Arco di trionfo a Volubilis
Arco di trionfo

Annesso al parco archeologico vi è un piccolo museo che custodisce altri reperti e permette di approfondire la conoscenza del luogo.

Sullo sperone di roccia che sovrasta Volubilis si sviluppa Moulay Idriss, la cui forma ricorda la sagoma di un cammello: la città prende il nome dal discendente di Fatima – figlia di Maometto – e di Ali, cugino e primo seguace del Profeta. Dopo la disfatta di Alì nel 786 che sancì la divisione fra le confessioni sunnita e sciita, Moulay trovò rifugio presso i berberi di Volubilis: convertì all’islam gli abitanti e ne divenne il capo, fondando la prima dinastia imperiale del Marocco. In quanto luogo santo, le moschee e i santuari che si trovano all’interno del recinto sacro non sono accessibili ai non musulmani, ma è comunque possibile attraversare la città e, con del tempo a disposizione, passeggiare nel dedalo delle viuzze e vicoli fino a giungere alla Grande terrasse, da cui si ammira la vista sul Mausoleo e sull’abitato.

La città di Moulay Idriss
La città di Moulay Idriss
Bab el-Mansour
Bab el-Mansour

La città imperiale di Meknes si articola, come Fes, attorno ai tre nuclei della Città vecchia (di fondazione berbera), della Città imperiale e della Ville Nouvelle di epoca novecentesca. I primi stanziamenti risalgono al X secolo a.C., poi sotto il dominio degli Almohadi e dei Merinidi vennero costruiti alcuni del monumenti più antichi che oggi si ammirano e infine nel corso del XVII secolo la città raggiunse il massimo splendore, divenendo la capitale del Marocco nel 1672 per volere del sultano Moulay Ismail. Ismail fece costruire l’imponente cinta muraria che ancora oggi protegge – con i suoi 25 km di lunghezza – la medina, e avviò la costruzione dell’imponente palazzo reale, rimasto però incompiuto. Dopo la sua morte, nel 1727, Meknes conobbe il proprio declino, con il trasferimento della capitale a Marrakech e il terremoto di Lisbona del 1755 che colpì durante le architetture cittadine.

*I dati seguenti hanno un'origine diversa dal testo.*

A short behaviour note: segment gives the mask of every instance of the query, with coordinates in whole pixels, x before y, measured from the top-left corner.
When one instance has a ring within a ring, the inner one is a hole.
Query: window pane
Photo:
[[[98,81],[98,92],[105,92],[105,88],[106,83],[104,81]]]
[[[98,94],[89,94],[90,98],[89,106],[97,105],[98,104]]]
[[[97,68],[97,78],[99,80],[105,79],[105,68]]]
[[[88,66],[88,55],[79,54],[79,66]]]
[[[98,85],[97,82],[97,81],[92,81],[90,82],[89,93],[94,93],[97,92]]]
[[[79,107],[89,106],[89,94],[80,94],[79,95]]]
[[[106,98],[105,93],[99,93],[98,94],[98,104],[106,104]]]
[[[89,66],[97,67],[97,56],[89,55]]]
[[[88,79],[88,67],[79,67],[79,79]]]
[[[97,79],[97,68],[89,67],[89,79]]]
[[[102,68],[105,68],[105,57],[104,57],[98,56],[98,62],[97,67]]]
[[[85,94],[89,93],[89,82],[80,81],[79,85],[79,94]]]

Strada della medina verso la moschea el-Beradayn
Strada della medina verso la moschea el-Beradayn

La visita alla città non può che partire dalla piazza principale, Place el-Hedim: realizzata da Moulay Ismail è delimitata su di un lato dal mercato alimentare coperto (dove fare incetta di dolci squisiti, olive, spezie, miele…), sull’altro dall’ingresso alla medina e sul terzo dalla splendida porta Bab el-Mansour, che dà accesso alla Città imperiale. Si tratta della più grande fra tutte le porte imperiali del Marocco, ornata di zellige e iscrizioni, ultimata nel 1732 dal figlio di Moulay Ismail. La piazza è affollata di gente dedita alle proprie commissioni, di ambulanti, di bambini e ragazzi che giocano con macchinine elettriche, di bancarelle di ceramica: avvicinandosi all’ingresso della medina, affacciato sulla piazza, si trova il Museo Dar Jamai, che espone oggetti di arte e artigianato locale tra cui un’importante collezione di tappeti. Purtroppo non ho potuto visitarlo perché chiuso per restauro.

Forno di quartiere
Forno di quartiere

La medina merita una passeggiata nell’intrico delle sue vie, dove ancora oggi è possibile osservare gli artigiani al lavoro, fermarsi nel forno di quartiere per osservarne il funzionamento, sostare nei pressi di un hamman e vedere l’uomo che ne alimenta la caldaia. Una dimensione quotidiana, questa, ancora più verace e semplice rispetto a quella di Fes, ricca di fascino e tranquillità. Tra i luoghi di interesse storico-artistico va segnalata la medersa Bou Inania, risalente al 1358 e meno sontuosa della omonima di Fes, e la Grande moschea, chiusa ai non musulmani. Fra le porte più belle, oltre alla Bab el-Mansour, vi sono Bab Jdid e Bab el-Baradayn, la porta dei sellai che prende il nome del mercato delle bestie da soma che si svolgeva nella sua grande piazza: nelle sue vicinanze si trova la koubba di Moulay Amhed el-Ouazzani, sant’uomo assai venerato in città. L’ultima porta da segnalare è Bab el-Khemis, che dà accesso al vecchio e nuovo mellah (quartiere ebraico).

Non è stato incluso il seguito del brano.